Authorised Partner

DNS Firewall

Detect and mitigate malware that uses DNS to communicate with Command and Control servers (C&C) and botnets.

Proactively detect and automatically contain malware that targets DNS

These days, BYOD is the norm. Mobile devices from inside and outside your network are continuously crossing mixed physical and cloud infrastructure whose security may not always be under your control. As a result, your network is being constantly exposed to malware threats. And DNS is their main pathway. More than 90 percent of malware uses DNS to communicate with command and control servers, steal data, or redirect traffic to malicious sites. Existing security controls and perimeter defences are not designed to prevent, isolate, and remediate DNS-based malware threats.

With Infoblox DNS Firewall you gain proactive network protection against fast-evolving, elusive malware threats that exploit DNS to communicate with Command and Control (C&C) servers and botnets.

Detect malware before it causes damage

With Infoblox DNS Firewall, you can continuously monitor malware threats in real-time based on machine-readable threat intelligence. Working in conjunction with Infoblox DHCP fingerprinting, IPAM, and Identity Mapping, it helps you rapidly pinpoint compromised devices, isolating them and preventing DNS communications with malicious C&C servers and botnets.

Automate malware containment

Automatically disrupt device communications with detrimental Internet destinations by using Infoblox Threat Intelligence Feed of regularly updated malicious destinations (hostnames, domains, IPs). Stop data exfiltration through DNS by using Infoblox Threat Insight, a unique streaming analytics-based solution, to identify devices communicating with domains associated with data exfiltration and use a DNS Firewall Response Policy Zone (RPZ) blacklist to block any communication to them. Remediate devices rapidly by having DNS Firewall seamlessly share early indicators of compromise in real-time with advanced threat detection, threat intelligence platforms, endpoint security, NAC, and SIEM technologies.

Automatically adapt to evolving threats

Stay safe from malware, even as it continues to evolve. Infoblox DNS Firewall draws on the regularly updated and actionable Infoblox Threat Intelligence Feed to accurately detect the latest malevolent Internet destinations such as hostnames.

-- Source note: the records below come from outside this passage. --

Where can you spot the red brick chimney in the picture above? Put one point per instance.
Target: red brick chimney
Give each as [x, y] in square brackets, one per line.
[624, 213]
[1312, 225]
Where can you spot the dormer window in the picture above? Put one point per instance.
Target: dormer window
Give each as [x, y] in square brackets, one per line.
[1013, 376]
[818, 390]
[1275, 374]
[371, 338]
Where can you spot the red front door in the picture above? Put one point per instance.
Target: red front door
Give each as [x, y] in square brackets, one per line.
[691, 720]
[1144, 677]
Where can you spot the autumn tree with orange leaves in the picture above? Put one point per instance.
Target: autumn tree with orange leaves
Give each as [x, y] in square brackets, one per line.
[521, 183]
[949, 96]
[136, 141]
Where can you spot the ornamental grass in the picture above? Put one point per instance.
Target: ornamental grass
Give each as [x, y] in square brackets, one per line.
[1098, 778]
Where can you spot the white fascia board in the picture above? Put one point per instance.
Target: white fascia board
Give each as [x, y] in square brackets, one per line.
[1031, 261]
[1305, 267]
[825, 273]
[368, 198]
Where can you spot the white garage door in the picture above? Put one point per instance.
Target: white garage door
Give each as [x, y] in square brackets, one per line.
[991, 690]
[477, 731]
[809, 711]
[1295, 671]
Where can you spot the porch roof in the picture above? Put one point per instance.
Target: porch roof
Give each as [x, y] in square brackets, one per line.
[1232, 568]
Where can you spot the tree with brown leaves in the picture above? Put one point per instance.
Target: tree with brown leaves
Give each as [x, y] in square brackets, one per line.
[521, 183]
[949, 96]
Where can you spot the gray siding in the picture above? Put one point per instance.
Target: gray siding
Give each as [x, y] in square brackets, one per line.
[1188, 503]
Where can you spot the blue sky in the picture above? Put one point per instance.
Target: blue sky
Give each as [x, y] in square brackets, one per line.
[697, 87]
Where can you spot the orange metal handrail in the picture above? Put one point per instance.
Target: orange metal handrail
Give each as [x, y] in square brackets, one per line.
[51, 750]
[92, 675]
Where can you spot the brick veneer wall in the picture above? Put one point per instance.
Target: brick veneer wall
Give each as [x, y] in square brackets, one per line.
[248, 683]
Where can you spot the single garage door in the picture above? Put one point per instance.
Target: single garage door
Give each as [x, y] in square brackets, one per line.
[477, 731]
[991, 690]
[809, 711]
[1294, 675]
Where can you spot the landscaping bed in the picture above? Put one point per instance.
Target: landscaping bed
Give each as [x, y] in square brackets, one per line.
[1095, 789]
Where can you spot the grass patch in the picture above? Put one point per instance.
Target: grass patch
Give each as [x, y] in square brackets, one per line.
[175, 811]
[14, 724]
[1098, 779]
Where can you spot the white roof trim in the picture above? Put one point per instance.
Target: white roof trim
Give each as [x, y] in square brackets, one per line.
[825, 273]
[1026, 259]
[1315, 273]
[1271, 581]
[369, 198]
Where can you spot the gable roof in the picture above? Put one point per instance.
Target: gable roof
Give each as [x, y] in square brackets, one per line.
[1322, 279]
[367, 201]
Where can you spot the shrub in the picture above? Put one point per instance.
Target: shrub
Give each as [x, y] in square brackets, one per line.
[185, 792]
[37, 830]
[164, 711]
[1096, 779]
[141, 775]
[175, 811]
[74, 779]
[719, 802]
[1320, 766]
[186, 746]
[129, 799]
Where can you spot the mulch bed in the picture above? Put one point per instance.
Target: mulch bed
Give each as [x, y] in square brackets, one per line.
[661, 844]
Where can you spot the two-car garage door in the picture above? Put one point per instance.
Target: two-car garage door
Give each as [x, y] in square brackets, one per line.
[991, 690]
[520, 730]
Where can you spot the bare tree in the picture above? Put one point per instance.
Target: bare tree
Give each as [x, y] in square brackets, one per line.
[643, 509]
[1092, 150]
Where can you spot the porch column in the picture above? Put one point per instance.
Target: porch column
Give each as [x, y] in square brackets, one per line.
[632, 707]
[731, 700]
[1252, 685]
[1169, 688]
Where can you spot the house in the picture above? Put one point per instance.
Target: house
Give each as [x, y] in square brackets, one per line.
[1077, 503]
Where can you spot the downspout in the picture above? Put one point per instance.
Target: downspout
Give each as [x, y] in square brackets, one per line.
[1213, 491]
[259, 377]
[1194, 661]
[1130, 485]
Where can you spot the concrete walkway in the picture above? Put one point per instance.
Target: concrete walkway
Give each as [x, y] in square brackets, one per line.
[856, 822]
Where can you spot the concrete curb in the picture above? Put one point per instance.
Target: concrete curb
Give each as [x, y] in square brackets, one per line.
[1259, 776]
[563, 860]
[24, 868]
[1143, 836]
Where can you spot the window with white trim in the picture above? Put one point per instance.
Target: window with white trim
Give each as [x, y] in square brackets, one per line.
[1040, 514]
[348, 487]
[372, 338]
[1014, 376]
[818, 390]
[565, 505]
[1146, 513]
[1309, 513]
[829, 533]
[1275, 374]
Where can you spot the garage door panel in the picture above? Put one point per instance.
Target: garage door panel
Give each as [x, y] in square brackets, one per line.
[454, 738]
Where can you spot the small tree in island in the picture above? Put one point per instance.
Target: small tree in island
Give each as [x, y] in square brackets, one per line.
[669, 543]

Placeholder for Infoblox compliance requirements audits

Key features

DNS Response Policy Zones (RPZs): Enable you to execute administrator-defined policy action to help disrupt malware communications and reduce exposure to data exfiltration
Threat intelligence feed: Updates RPZ policy with observed and verified malicious hostnames and keeps data up-to-date for timely protection
Infoblox threat insight: Updates DNS Firewall RPZ policy with domains associated with DNS-based data exfiltration attempts
Infoblox security portal: Cloud-based threat lookup tool provides clear and actionable data: threat severity level, confidence level, active/inactive threat, etc.
Infoblox reporting and analytics: Provides reporting and analytics on top RPZ hits, attempted device communications to malicious destinations, device details, and user, to help accelerate remediation efforts.